まず、純水4.630gに白金−ルテニウム触媒担持カーボン粉末(TEC61E54、田中貴金属工業株式会社、モル比(白金:ルテニウム=1:1.5)、触媒担持量54重量%)0.463g、および電解質溶液としてナフィオンのアルコール溶液(DE521、5wt%、デュポン社製)4.123gを加えた後に、マグネチックスターラーを用いて30分撹拌することによってアノード触媒インクを作製した。つぎに、このアノード触媒インクをエアブラシで、カーボンペーパー製拡散層(SGL24BA、SGLカーボンジャパン株式会社製、50mm×50mm)に白金担持量1.0mg/cm2になるまで吹き付けた。最後に、それを150℃、1時間真空乾燥させたのちに、22mm×22mmの大きさに裁断することによって、白金担持量1.0mg/cm2のアノード触媒層形成拡散層を得た。

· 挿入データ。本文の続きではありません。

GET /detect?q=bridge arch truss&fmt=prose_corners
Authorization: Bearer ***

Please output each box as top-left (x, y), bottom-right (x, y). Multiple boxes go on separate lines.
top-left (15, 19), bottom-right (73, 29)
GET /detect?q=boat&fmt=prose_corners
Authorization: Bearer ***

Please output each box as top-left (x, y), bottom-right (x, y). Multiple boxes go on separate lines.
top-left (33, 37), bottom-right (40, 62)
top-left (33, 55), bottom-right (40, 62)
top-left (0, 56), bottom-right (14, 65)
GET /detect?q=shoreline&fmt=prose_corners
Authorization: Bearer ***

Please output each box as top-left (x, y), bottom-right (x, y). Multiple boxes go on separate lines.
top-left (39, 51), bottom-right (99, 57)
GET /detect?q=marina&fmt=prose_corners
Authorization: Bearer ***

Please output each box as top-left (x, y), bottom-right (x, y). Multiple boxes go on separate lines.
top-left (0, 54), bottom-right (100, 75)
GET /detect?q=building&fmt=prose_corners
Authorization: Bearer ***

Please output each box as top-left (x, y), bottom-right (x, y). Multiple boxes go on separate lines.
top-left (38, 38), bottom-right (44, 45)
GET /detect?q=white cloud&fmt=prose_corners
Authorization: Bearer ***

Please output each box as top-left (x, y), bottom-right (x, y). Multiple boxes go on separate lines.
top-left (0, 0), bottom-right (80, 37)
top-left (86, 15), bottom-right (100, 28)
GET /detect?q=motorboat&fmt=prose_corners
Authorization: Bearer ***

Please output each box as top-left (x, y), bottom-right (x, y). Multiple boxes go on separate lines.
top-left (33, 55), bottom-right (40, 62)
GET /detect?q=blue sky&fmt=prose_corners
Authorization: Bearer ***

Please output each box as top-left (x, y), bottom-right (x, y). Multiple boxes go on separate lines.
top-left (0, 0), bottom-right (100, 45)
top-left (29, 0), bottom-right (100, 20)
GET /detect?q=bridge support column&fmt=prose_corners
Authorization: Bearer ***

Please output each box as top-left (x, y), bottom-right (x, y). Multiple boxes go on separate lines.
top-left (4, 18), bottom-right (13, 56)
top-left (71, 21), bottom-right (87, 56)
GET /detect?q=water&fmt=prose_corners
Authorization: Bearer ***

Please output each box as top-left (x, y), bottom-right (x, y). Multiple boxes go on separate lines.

まず、純水2.500gに白金触媒担持カーボン粉末(TEC10E50E、田中貴金属工業株式会社、触媒担持量50重量%)0.250g、および電解質溶液としてナフィオンのアルコール溶液(DE521、5wt%、デュポン社製)1.840gを加えた後に、マグネチックスターラーを用いて30分撹拌することによってカソード触媒インクを作製した。つぎに、このカソード触媒インクをエアブラシで、カーボンペーパー製拡散層(SGL24BA、SGLカーボンジャパン株式会社製、50mm×50mm)に白金担持量1.0mg/cm2になるまで吹き付けた。最後に、それを50℃で乾燥させたのちに、22mm×22mmの大きさに裁断することによって、白金担持量1.0mg/cm2のカソード触媒層形成拡散層を得た。
膜電極接合体を、加熱圧接機(テスター産業株式会社製)を用いて次の手順で作製した。SUS板、ポリテトラフルオロエチレンシート(100mm×100mm×0.05mm)、前記アノード触媒層形成拡散層(22mm×22mm)、前記高分子電解質膜、前記カソード触媒層形成拡散層(22mm×22mm)、ポリテトラフルオロエチレンシート(100mm×100mm×0.05mm)およびSUS板の順に積層した積層物を110℃に加熱した加圧板に設置し、9.8MPa、5分間保持の条件で加熱圧接することによって、膜電極接合体を得た。
市販のPEFC用単セル(エレクトロケム社製)に、前記膜電極接合体を設置して燃料電池セルを組み立てた。まず、アノード側エンドプレート(集電体)、ガスフロープレート(カーボンセパレーター)、ポリテトラフルオロエチレンガスケット(0.15mm)、膜電極接合体、ポリテトラフルオロエチレンガスケット(0.15mm)、ガスフロープレート(カーボンセパレーター)、カソード側エンドプレート(集電体)の順に積層した。次いで、M3のボルトを用いて2Nmで締め付けることによって、燃料電池セルを作製した。
このようにして作製した燃料電池の開回路電位、及び発電特性を、セル温度60℃にて、アノード側にメタノール水溶液、カソード側に無加湿の空気を供給しながら測定した。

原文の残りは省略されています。